Ossoliński pojechał na Ukrainę (prawdopodobnie nie dotarł dalej niż do Ołyki), również wręczyć buławę hetmańską (atamańską) dla niejakiego Bohdana Zenobiego Chmielnickiego, pisarza wojska zaporoskiego, syna Michała Chmielnickiego - podstarosty czehryńskiego. Prawdopodobnie (gdy wraz z Barabaszenką w kwietniu 1646 r.) odwiedził on Warszawę, król miał mu obiecać buławę, w zamian za wsparcie Kozaków dla wojny z bisurmanami, zresztą od czasów atamana Piotra Konaszewicza Sahajdacznego, (1606-1622) nie było drugiego podobnego Chmielnickiemu kandydata, do objęcia tej buławy. Większość bowiem wybieranych dotąd atamanów, była... analfabetami. Chmielnicki (podobnie jak Konaszewicz), byli jedynymi atamanami, którzy potrafili czytać i pisać. Dodatkowo młody Bohdan Zenobi, uczył się w szkole ojców jezuitów, przeto choć był wyznania prawosławnego, wiara katolicka była mu znaną i zupełnie niewrogą (zresztą wiara religijna była dla Chmielnickiego dość płynną kwestią, potrafił bowiem od dziecka wyznawać prawosławie, w szkole jezuitów modlił się w obrządku katolickim, zaś w niewoli tureckiej, do jakiej się dostał po klęsce w bitwie pod Cecorą w 1620 r. przeszedł na islam, który wyznawał do czasu wykupienia go z niewoli w 1622 r. Podobnie postępował chociażby Cesarz Napoleon, który mawiał: "W Egipcie byłem mahometaninem, we Francji jestem katolikiem"). Chmielnicki miał jednak doświadczyć niesprawiedliwości. Oto bowiem przy posiadłości swego ojca w Subotowie, w starostwie czehryńskim, wzniósł sobie nowy futor. Podczas nieobecności Chmielnickiego, futor zajął jednak podstarości czehryński - Daniel Czapliński, twierdząc iż stoi na ziemi starościńskiej, a także iż jest to kara za niestawienie się Chmielnickiego na wyprawę Aleksandra Koniecpolskiego i Samuela Łaszcza na Perekop (październik 1647 r.).

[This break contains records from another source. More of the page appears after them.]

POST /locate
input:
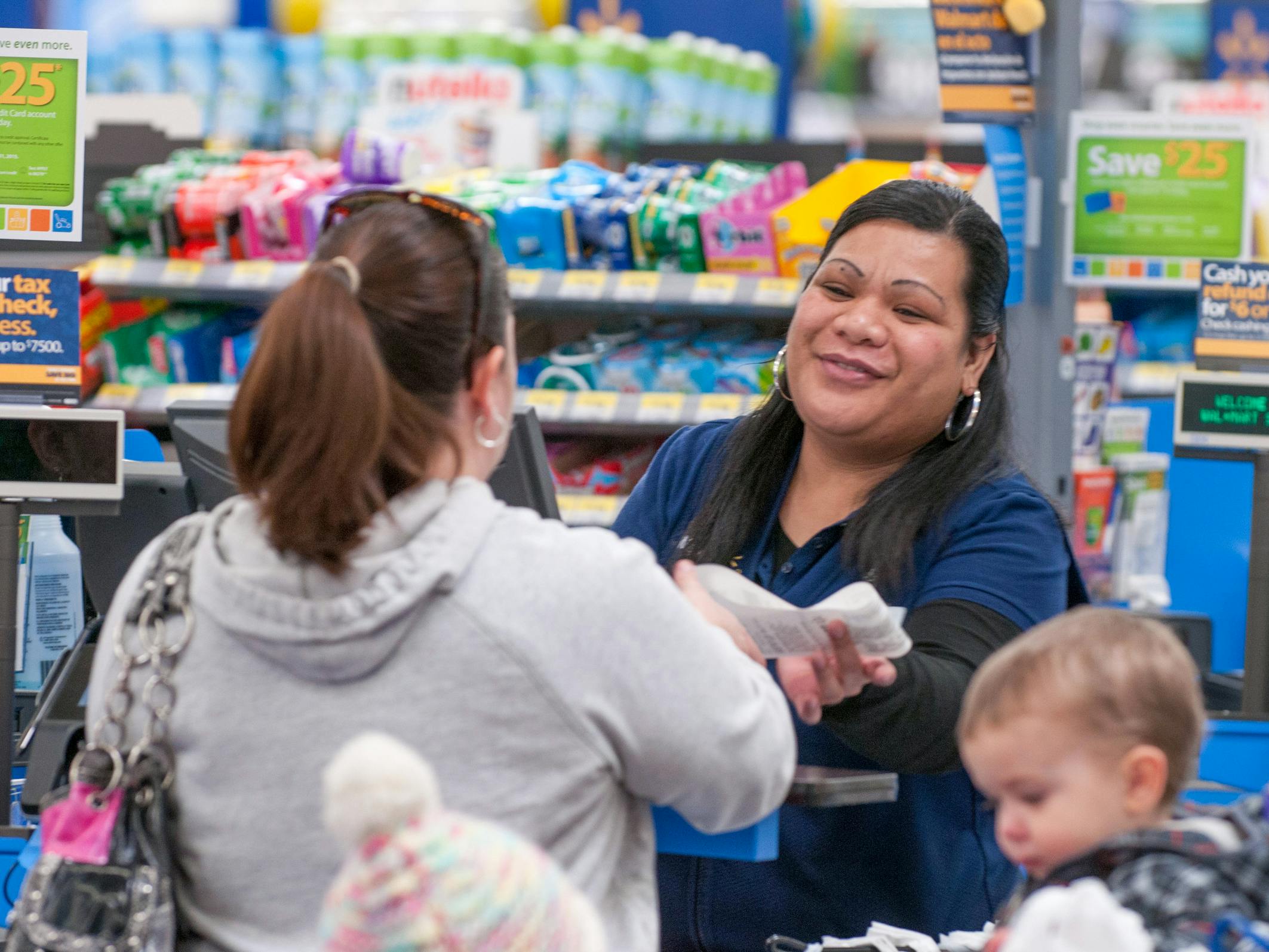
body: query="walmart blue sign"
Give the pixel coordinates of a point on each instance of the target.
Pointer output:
(1240, 39)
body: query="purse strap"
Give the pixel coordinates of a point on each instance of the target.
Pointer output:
(145, 639)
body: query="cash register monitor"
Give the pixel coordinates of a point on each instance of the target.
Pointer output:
(201, 433)
(155, 495)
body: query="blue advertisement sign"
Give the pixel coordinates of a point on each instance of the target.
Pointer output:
(1240, 39)
(1008, 161)
(987, 70)
(39, 336)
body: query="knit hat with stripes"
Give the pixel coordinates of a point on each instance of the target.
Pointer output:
(420, 877)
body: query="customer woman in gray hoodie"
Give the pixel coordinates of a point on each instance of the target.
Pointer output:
(367, 579)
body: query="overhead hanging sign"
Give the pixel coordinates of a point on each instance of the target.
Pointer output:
(1240, 39)
(39, 337)
(987, 72)
(459, 117)
(1233, 317)
(1008, 163)
(42, 82)
(1151, 197)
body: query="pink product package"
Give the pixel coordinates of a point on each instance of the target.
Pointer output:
(738, 234)
(273, 214)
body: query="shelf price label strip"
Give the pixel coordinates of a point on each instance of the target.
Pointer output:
(580, 509)
(637, 286)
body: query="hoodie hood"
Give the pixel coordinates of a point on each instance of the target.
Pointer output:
(325, 627)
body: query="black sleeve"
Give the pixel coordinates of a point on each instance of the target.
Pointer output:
(910, 726)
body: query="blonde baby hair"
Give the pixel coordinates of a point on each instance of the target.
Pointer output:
(1126, 680)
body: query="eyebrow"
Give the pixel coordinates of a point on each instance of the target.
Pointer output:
(912, 282)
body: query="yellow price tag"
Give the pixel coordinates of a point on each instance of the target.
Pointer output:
(660, 408)
(777, 292)
(598, 406)
(637, 286)
(116, 397)
(584, 509)
(180, 272)
(714, 290)
(108, 269)
(547, 403)
(718, 407)
(251, 275)
(523, 282)
(185, 391)
(583, 286)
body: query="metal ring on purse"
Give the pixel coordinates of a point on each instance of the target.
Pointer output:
(116, 770)
(164, 593)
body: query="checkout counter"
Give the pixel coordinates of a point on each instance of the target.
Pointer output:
(158, 494)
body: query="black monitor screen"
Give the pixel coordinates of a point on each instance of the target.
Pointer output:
(201, 434)
(59, 451)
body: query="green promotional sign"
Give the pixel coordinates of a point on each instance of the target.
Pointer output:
(1160, 197)
(41, 140)
(37, 103)
(1154, 196)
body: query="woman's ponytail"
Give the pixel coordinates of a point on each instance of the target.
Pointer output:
(311, 417)
(347, 398)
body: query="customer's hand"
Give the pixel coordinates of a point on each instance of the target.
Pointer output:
(689, 584)
(829, 678)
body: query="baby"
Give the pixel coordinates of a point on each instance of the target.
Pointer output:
(1083, 734)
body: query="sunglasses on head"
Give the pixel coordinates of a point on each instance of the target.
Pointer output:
(479, 240)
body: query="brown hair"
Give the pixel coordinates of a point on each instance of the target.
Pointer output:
(1124, 678)
(346, 400)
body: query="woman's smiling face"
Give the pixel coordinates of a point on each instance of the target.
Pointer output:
(878, 351)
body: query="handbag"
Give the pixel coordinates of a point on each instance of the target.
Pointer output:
(105, 882)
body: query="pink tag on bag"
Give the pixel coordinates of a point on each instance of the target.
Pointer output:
(76, 829)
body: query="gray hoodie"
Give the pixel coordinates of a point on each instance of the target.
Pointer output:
(555, 678)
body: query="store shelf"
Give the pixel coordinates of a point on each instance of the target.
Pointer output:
(537, 294)
(608, 413)
(560, 410)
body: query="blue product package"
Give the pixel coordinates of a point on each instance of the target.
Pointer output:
(527, 376)
(686, 370)
(193, 69)
(537, 232)
(724, 338)
(666, 337)
(746, 368)
(141, 65)
(248, 90)
(608, 235)
(630, 370)
(301, 84)
(577, 180)
(235, 355)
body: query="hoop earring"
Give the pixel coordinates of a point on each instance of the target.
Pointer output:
(777, 370)
(504, 431)
(953, 436)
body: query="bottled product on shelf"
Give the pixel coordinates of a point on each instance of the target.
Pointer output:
(598, 94)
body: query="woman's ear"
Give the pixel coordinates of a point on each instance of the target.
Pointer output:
(981, 351)
(486, 371)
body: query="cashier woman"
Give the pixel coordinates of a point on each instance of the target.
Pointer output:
(882, 454)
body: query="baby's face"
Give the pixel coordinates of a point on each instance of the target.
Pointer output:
(1056, 796)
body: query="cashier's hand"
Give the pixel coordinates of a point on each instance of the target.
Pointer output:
(829, 678)
(686, 578)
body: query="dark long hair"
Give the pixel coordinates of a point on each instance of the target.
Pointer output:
(346, 401)
(880, 538)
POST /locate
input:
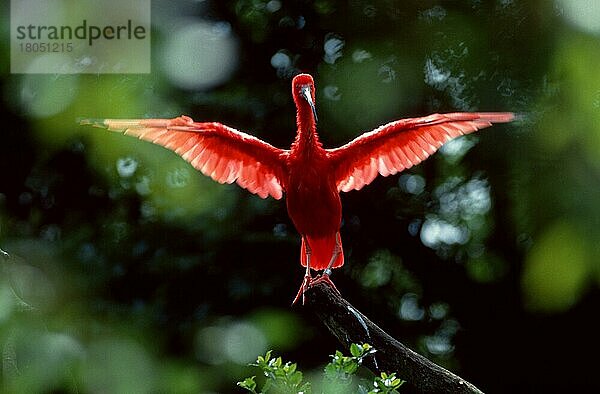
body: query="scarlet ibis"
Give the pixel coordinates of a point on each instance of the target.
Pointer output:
(311, 177)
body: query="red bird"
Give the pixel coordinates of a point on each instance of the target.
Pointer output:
(311, 176)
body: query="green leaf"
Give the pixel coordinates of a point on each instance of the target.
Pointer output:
(248, 384)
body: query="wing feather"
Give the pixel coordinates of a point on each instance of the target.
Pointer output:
(221, 152)
(402, 144)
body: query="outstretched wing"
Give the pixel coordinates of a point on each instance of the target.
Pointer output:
(221, 152)
(402, 144)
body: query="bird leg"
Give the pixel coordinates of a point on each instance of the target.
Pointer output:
(306, 282)
(337, 249)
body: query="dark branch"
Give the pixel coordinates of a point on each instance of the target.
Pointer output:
(349, 326)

Futoru próbował bronić młody syn Chmielnickiego - Tymofiej (Tymoszek) mający wówczas zaledwie piętnaście lat. Za karę Czapliński kazał go wysmagać batem na rynku w Czehryniu, wymierzając karę kilkudziesięciu razów. Tymoszek ledwie to przeżył (pewien Rosjanin pisał kiedyś iż kto od dziecka nie dostawał lania, ten nie jest w stanie przetrzymać 100 razów pałką, a ci, którzy byli bici od małego, mogą przetrzymać i 200, choć wówczas... zostaną kalekami). Poza tym Czapliński już wcześniej uwiódł Chmielnickiemu jego drugą żonę, co spowodowało iż konflikt ten jeszcze bardziej się zaognił. Bohdan Chmielnicki pisał skargi do hetmana wielkiego koronnego - Mikołaja Potockiego, a także prezentował swoje żale na sejmie 1647 r. Bezskutecznie. Co prawda otrzymał futor w dzierżawę, ale nie uzyskał do niego prawa własności (choć Subotów był majątkiem jego ojca). Teraz Ossoliński przyznaje Chmielnickiemu buławę atamana wojsk zaporoskich, oraz (jak twierdzą niektórzy autorzy) nakazuje mu podniecać do buntu okolicznych Kozaków i ludność ruską. Fakt, iż do takiego podburzania doszło jest oczywisty, pozostaje tylko pytanie czy stało się to z polecenia samego monarchy (którego wysłannikiem był kanclerz Ossoliński), czy też nie. W każdym razie pewnym jest, iż Chmielnicki w drugiej połowie 1647 r. po raz drugi przebywał w Warszawie (na dworze królewskim), gdzie ponoć miał się skrążyć na niesprawiedliwość, jakiej doświadczył z rąk Czaplińskiego. Być może wówczas otrzymał polecenie zorganizowania buntu Kozaków na Ukrainie, który to miał umożliwić królowi realizację jego planów wojennych. Rosyjski historyk Sołowiow (podpierając się relacją gońca moskiewskiego Kunakowa, który w 1649 r. przebywał w Rzeczpospolitej), twierdzi iż król Władysław miał wówczas ofiarować Chmielnickiemu swoją szablę ze słowami: "Oto dla ciebie królewski znak: macie przy boku szablę, więc prześladowcom i szkodnikom nie ulegajcie i krzywdy wasze mścijcie szablami; gdy czas przyjdzie, bądźcie w pogotowiu przeciw poganom i przeciw moim nieposłusznym (poddanym) na mój rozkaz!"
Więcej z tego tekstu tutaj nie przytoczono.